I had nothing really to write about (again) until I got out of the shower and checked my phone and saw that the Division of Fire called me, so I called them back and found out that there’s a fire in Arlee, but since I was a measly 7 minutes late in returning the call, they filled my spot with someone else. Part of me is relieved, but the other part of me isn’t, and I don’t know which feeling is the strongest.
The only reason why I want to fight fires right now is because of the money. The last fire I was on was a very bad experience, one I don’t think will repeat itself, but one that left a bad taste in my mouth nonetheless. I don’t feel like being pulled away from my life right now, especially when things are going relatively well for me. I’m cooking so much more now, and I love that. I’m working out again, and I can notice the changes in me. I’m reading a lot more, especially since I’m more disciplined when it comes to my time wasted on the internet. And I’m about a month away from starting the rewrite on my novel, and I’m just now beginning to plan for it. I’m also meditating again, which has helped out a ton, in both my focus and well-being. All these things are good and beneficial, and I don’t want to leave it. Hell, today was strange in that I actually loved living where I live, mostly for the things I’m discovering I can do but haven’t yet done.
But then again, I need the money.
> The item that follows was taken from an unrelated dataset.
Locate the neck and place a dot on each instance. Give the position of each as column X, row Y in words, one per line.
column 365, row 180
I really need a quick influx of a few thousand dollars. It won’t pay off my debts, but it’ll help me get started, especially after all the repairs to my car I’ve had to pay this year. And I love firefighting and camping and hanging out with my bros. It’s fun. The whole experience of it is fun, and no matter how well my life seems to be going now, I know I can’t provide it the level of fun firefighting brings. So I’m sitting on my couch, my phone next to me, hoping that someone drops out or something, and that the Division of Fire calls me and asks me if I would like to go out on a fire. But I doubt it.
So I need to take my mind off of it and write the rest of this entry. Other than a few random visitors that found my blog on Google, no one has read my blog in a few weeks. Nobody has read my tech-y articles or those few posts on my cooking endeavors, and I feel alone over here. Part of me can’t wait until I have to stop worrying about that, about readers, or how many stats my site is getting. It’s all a distraction. I have my pocket moleskine on my desk waiting to be opened up and written in once all this ends in a month. This blog was a godsend when I started it last year, but now, it seems to have both outgrown me and that I’ve outgrown it. 36 more days to go.